If Boogie Nights was all sizzle and no steak, 54 is neither steak nor sizzle — it’s just an empty plate. Writer-director Mark Christopher, who previously contributed a segment to the gay anthology Boys Life 2, certainly plays up the overt homo-eroticism of the place — the ripe young men swaggering around shirtless, the women stuck in ghastly height-of-1979-fashion wigs and outfits that made them look like drag queens. Christopher presents the hedonism (the cocaine, the open copulation in the balcony) without judgment, yet he’s wedded the true story of Studio 54 to a fictional story that lacks the conviction to be moralistic. Once again, a young innocent (Ryan Phillippe, making Mark Wahlberg look like Olivier) is lured into sex and drugs, and once again everyone parties hard until a death during the New Year 1980 bash foretells the death of an era. Any of this sound familiar?

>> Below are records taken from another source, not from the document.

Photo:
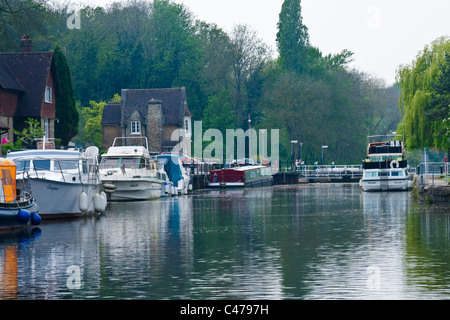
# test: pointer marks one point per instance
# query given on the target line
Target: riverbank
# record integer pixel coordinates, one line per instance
(431, 190)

Shane O’Shea (Phillippe) starts at 54 as a busboy, then works his way up to bartending — the primo job, where you can schmooze with powerful players and top models. Are we supposed to care whether this blank-faced kid makes it? Shane befriends a young married couple — fellow busboy Greg (Breckin Meyer) and his wife Anita (Salma Hayek), who dreams of being a singer. Shane is also fixated on Julie Black (Neve Campbell), a soap actress who wants to cross over into movies. So we have a bunch of low-level, obscure people deluding themselves that they’re on the fast track to success — again, any of this sound familiar? When I saw Boogie Nights , I never thought I would one day compare it favorably to even more derivative movies, but that was before I saw 54.
Mark Christopher has no apparent feelings for his chosen milieu (the movie was shot on a Toronto soundstage), and I never figured out how he felt about Steve Rubell, the effusive ringmaster of 54. Stretching his legs in his first dramatic role, Mike Myers does what he can with a shallow conception, but Rubell remains remote and unknowable right to the end (as he was, perhaps, in life). We don’t know whether we’re supposed to take Rubell as a nurturing party boy or as a corrupt little bastard who promotes his male staff in exchange for sexual favors. This inconsistency, and a lot more in the movie, may be due to severe pre-release trims (the distributor, Miramax, is famously scissors-happy). Or it may be due to the script, which, judging from what’s left, was never particularly focused or insightful.
If a mitigating director’s cut surfaces on DVD, I promise to apologize. [EDIT: Such a DVD has yet to present itself. Therefore I have yet to apologize. However, as of late 2008 a director’s cut has been shown and praised.] But I think I’m safe in my bewildered contempt for this film. 54 doesn’t give you the highs or lows of the dying disco age; it’s just a series of hackneyed scenes that make Boogie Nights look like a model of originality. If you go to this movie wondering what the fuss at Studio 54 was about, you’ll still wonder about it when the movie is over.